Si La comédie humaine est un des plus imposants et néanmoins somptueux édifices de notre patrimoine littéraire, et consacre Balzac comme l'un des plus brillants tailleurs de pierres, évidemment gravées, que la profession ait eu l'heur de compter, Illusions perdues, dans la cathédrale de ce géant est sans doute un de ses plus beaux vitraux. Il figure au-dessus du porche pour mieux mettre en valeur, de ses feux de lumières aux mille carnations, un chœur puissant cerclé de chapelles toutes plus rayonnantes les unes que les autres. Que d'intelligence, de culture et quel flamboiement constant, du cœur, de l'âme et de l'esprit, tour à tour emportés par les plus touchantes idylles, les plus grandioses sentiments de fraternités, les plus fines observations sur les ressorts de la lutte de chacun contre chacun dans une société d'individus dressés à se combattre plutôt qu'à s'entraider puisque « le succès est la raison suprême de toutes les actions quelles qu'elles soient. Le fait n'est donc plus rien en lui-même, il est tout entier dans l'idée que les autres s'en font ». Là est le fin mot de l'histoire, l'histoire véritable, quoique secrète dit le chanoine Herrera. Là réside la vérité, loin des fadaises de l'histoire officielle. « De-là (…) un second précepte : ayez de beaux dehors ! Cachez l'envers de votre vie et présentez un endroit très brillant » proclame encore le prêtre en guise thèse, expliquant que, à Paris ainsi qu'en province, chez les grands comme chez leurs poursuivants, avec pour premier horizon d'avoir et de le faire savoir, de paraître plutôt que d'être, les énergies se consacrent désormais à médire plus encore qu'à dire (le vrai, le beau, le juste), à défaire bien plus qu'à faire (le bien, l'utile), et à conspirer plus sûrement qu'à œuvrer. Illusions perdues l'illustre avec maestria.

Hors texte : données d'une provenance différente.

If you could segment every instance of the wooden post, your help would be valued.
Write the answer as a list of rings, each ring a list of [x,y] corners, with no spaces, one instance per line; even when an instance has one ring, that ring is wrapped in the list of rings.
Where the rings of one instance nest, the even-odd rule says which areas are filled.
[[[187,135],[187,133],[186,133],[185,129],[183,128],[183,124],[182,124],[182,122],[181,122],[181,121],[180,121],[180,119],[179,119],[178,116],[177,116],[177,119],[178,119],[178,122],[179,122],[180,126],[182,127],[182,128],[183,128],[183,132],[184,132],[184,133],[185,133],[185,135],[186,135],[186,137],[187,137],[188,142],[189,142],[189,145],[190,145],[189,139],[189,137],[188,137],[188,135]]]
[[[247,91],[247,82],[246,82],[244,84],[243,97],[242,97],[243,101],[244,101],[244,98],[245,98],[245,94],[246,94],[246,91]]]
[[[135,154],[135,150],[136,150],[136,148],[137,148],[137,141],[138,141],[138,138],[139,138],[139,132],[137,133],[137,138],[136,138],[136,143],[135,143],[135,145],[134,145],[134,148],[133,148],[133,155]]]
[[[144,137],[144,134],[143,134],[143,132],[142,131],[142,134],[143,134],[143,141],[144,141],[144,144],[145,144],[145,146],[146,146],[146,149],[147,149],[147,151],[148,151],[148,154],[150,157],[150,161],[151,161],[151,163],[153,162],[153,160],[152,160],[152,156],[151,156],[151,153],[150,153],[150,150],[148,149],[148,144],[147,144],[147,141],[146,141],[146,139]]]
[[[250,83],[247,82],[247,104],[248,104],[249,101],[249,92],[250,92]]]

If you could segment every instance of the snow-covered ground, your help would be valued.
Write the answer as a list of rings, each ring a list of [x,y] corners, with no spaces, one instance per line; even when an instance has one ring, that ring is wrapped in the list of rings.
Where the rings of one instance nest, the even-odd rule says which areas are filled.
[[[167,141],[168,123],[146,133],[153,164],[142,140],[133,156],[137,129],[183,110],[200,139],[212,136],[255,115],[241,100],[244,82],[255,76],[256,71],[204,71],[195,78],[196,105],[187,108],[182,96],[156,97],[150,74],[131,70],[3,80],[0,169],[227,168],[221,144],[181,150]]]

Balzac éclaire son siècle et sa société comme nul autre pareil. Il avait, veut la légende, répondu à qui soulignait son don d'observation, « comment voulez-vous que j'aie le temps d'observer, j'ai à peine celui d'écrire ». Il y avait sans doute là une coquetterie, et peut-être même une farce, car il ne manquait pas d'humour, à laquelle bien des connaisseurs ou faisant profession de leur savoir en littérature se sont faits prendre, plus satisfaits d'être des historiens de l'anecdote que des tâcherons de l’œuvre.

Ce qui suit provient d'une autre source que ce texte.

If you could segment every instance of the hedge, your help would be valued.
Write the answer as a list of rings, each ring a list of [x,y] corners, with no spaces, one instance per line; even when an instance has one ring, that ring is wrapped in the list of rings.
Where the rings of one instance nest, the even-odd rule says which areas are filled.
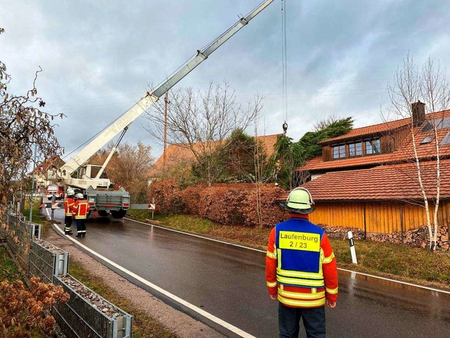
[[[271,227],[285,213],[274,201],[285,192],[271,184],[261,184],[262,225]],[[150,187],[149,200],[154,198],[157,213],[198,215],[224,225],[258,225],[257,192],[255,184],[195,185],[180,190],[174,181],[156,181]]]

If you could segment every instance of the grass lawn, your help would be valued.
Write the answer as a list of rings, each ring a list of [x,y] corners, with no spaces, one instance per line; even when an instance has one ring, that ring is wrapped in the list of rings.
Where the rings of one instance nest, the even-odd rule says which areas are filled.
[[[127,217],[140,221],[151,219],[151,212],[130,210]],[[155,215],[155,224],[266,250],[270,229],[221,225],[186,215]],[[347,240],[331,239],[338,265],[412,283],[450,289],[450,253],[430,252],[390,243],[355,241],[358,265],[352,263]]]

Comment peut-on faire peser du même poids, si ce n'est pour prétendre avoir un avis qui se démarque des apparences, autre manière de paraître plus encore, que Balzac n'est pas réaliste quand, comme ici dans Illusions perdues, il fait la démonstration à longueur de pages maitrisées, de sa connaissance de l'univers de l'imprimerie, de l'édition, du commerce des ouvrages. Il n'en ignore aucun des usages, des valeurs, des mots, des pratiques, des sous-couches culturelles. Il connaît l'histoire des hommes, des idées autant que celle des techniques, des outils et même des matériaux. Et pour chaque classe sociale dont il tire des portraits, c'est avec le même pinceau fin qu'il s'y adonne, soulignant les traits les plus saillants, les expressions caractéristiques, les formules les plus significatives, les habitudes les plus ancrées, restituant les décors et les passés propres à chacune pour mieux donner encore à voir ce que l’œil ne peut pas pénétrer.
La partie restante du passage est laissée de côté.